Is live bait always used ?


----------



## ez2cdave (Oct 13, 2008)

lil red jeep said:


> That set up should let you have a bunch of success this summer. Depending on where you will fish, I have had a terrible time the last 2 summers on Jennettes pier with pelicans flying in too close and getting caught up in my anchor lines. Just remembering to lower them once my bait is where I want it helps, but if a pelican is bent on suicide there isn't much I can do to stop them!


I hate pelicans, in general . . . Down in South FL, they were a big problem, too.


----------



## Franklin7X57 (Aug 5, 2006)

I haven't pin-fished in years, I think you will lose a lot of sinkers with 15 lb. test


----------



## catsfan9 (Mar 29, 2009)

I'm with Franklin, 15lb. will cost you a lot of anchors if they're out all day. Better go with 20.


----------



## ez2cdave (Oct 13, 2008)

Will do on the 20lb . . .


----------



## Yota924x4 (Dec 6, 2013)

i've never seen anything but live bait used while pin rigging, the whole point is your relatively shallow angle of the anchor rod line kind of works like a dog run to keep your live bait up at or very near the surface


----------



## ez2cdave (Oct 13, 2008)

Yota924x4 said:


> i've never seen anything but live bait used while pin rigging, the whole point is your relatively shallow angle of the anchor rod line kind of works like a dog run to keep your live bait up at or very near the surface


What prevents the bait from swimming down to the anchor ?


----------



## joek (Jun 1, 2015)

ez2cdave said:


> What prevents the bait from swimming down to the anchor ?
> 
> View attachment 17680


I'm thinking about giving tis a try also.
Seems you let the bait down to where you and it and tighten the drag
enough so the bait cant pull it.
What I wonder about is what stops the bait from swimming around the anchor line and tangling up?
Do you keep the bait hanging high enough from the anchor so the bait cant get to the anchor?


----------



## js1172 (Jun 5, 2012)

use to be an old timer on avon pier, jimmy told me about him, he would show up and if he couldn't catch a bait, he had a dead spot in his pocket, and he would rig it up and have a bluefish by mid morning to rig up. DD can probably tell ya more about him.
js


----------



## smacks fanatic (Oct 16, 2010)

Used #20 before on my anchor but I would recommend stepping it up to #25 just to be on the safe side.


----------



## js1172 (Jun 5, 2012)

joek said:


> I'm thinking about giving tis a try also.
> Seems you let the bait down to where you and it and tighten the drag
> enough so the bait cant pull it.
> What I wonder about is what stops the bait from swimming around the anchor line and tangling up?
> Do you keep the bait hanging high enough from the anchor so the bait cant get to the anchor?

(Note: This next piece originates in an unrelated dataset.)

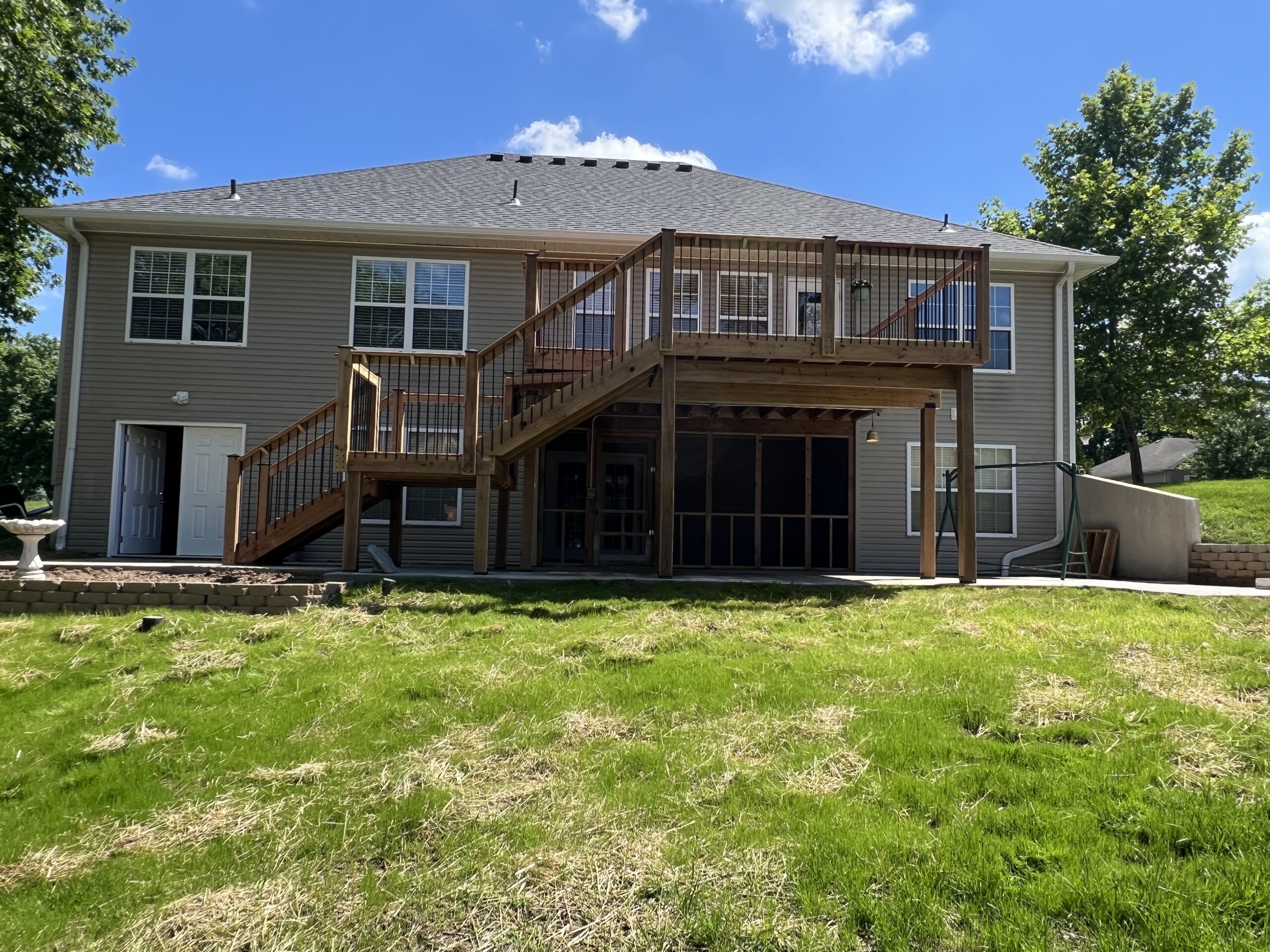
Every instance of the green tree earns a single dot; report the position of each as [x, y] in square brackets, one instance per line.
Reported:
[28, 400]
[1139, 178]
[55, 61]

you don't let the release clip down to the water, if something swirls at your bait and he does happen to wrap the anchor line, just reel up, untangle and slide it back down.
js


----------



## ez2cdave (Oct 13, 2008)

smacks fanatic said:


> Used #20 before on my anchor but I would recommend stepping it up to #25 just to be on the safe side.


If I go with 25# on the anchor rod, I won't be using that 525 . . . I'd use one of my 535 Mag's or 140L Squidder's, possibly my 30SHA.


----------



## RjTheMetalhead (Dec 3, 2011)

I've floated two dead finger mullet out at once plenty of times, even strips of bluefish or mullet just so I could get a blue for bait.
For kings live is what you want, I prefer menhaden or greenbacks when they are around whether netted or snagged. I'm sure a dead bait would work if it was right in his face but live just makes them go nuts when they see a lonesome pogey on top.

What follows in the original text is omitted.